Dr. Ayush Bhandari
Associate Professor/Sr. Lecturer (UK)Inverse Problems • Computational Sensing • Applied Mathematics
Office 802
Communications & Signal Processing Group
Department of Electrical and Electronic Engg.
Imperial College London, London SW7-2AZ
Email:
Official:   a.bhandari \(\alpha\tau\) ic.ac.uk
Personal: ayush \(\alpha\tau\) alum.mit.edu
Phone: +44 (0) 20 759 46233
Research Interests
Areas: Inverse Problems | Signal Processing | Computational Sensing and Imaging
Applications: Scientific Imaging (3D, bio, medical etc.) | Novel Sensors | Internet-of-things
Recent History
2018 | PhD, Massachusetts Institute of Technology |
2018 | Assistant Professor (Lecturer), Imperial College London |
2019 | August-Wilhelm Scheer Visiting Professor, Department of Mathematics, Technical University of Munich |
2019 | UKRI Future Leaders Fellow [Link] |
2022 | Associate Professor (Sr. Lecturer), Imperial College London |
Biographical Sketch
Ayush Bhandari received the Ph.D. degree from Massachusetts Institute of Technology (MIT), Cambridge, MA, USA, in 2018, for his work on computational sensing and imaging which, in part, led to the co-authored open-access book Computational Imaging in MIT Press (2022).
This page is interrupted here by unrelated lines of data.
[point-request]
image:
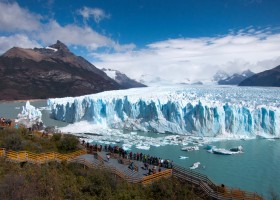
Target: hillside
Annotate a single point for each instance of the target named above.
(124, 81)
(53, 71)
(268, 78)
He is currently a faculty member with the Department of Electrical and Electronic Engineering, Imperial College London, U. K. He has held research positions at INRIA (Rennes), France, Nanyang Technological University, Singapore, the Chinese University of Hong Kong and Ecole Polytechnique Fédérale de Lausanne (EPFL), Switzerland among other institutes. He was appointed the August–Wilhelm Scheer Visiting Professor (Department of Mathematics), in 2019 by the Technical University of Munich.
His tutorials have been featured at various venues, including ACM SIGGRAPH (2014, 2015), IEEE ICCV (2015), SPCOM (2024), and EUSIPCO (2024). He was the keynote speaker at venues including 2023 Intl. Symposium on Computational Sensing (ISCS), 2021 IEEE CVPR (Workshop on Computational Cameras and Displays), 2021 SPIE Photonics West (AI and Optical Data Sciences track), and 2018 CoSeRa (Intl. Workshop on Compressed Sensing applied to Radar, Multimodal Sensing and Imaging). Some aspects of his work have led to new sensing and imaging modalities which have been widely covered in press and media (e.g. BBC news). Applied aspects of his research have led to more than 10 US patents. His scientific contributions have led to numerous prizes, most recently, the Best Paper Award at IEEE ICCP 2020 (Intl. Conf. on Computational Photography) and the Best Student Paper Award (senior co-author) at IEEE ICASSP 2019 (Intl. Conf. on Acoustics, Speech and Signal Processing). In 2020, his doctoral work was awarded the IEEE Best PhD Dissertation Award from the Signal Processing Society. In 2021, he received the President's Medal for Outstanding Early Career Researcher at Imperial College London. In 2023, he was the recipient of the Frontiers of Science Award at the International Congress of Basic Science (ICBS) for pioneering the Unlimited Sensing Framework. In 2024, he was awarded the ERC Starting Grant for his work on computational sensing.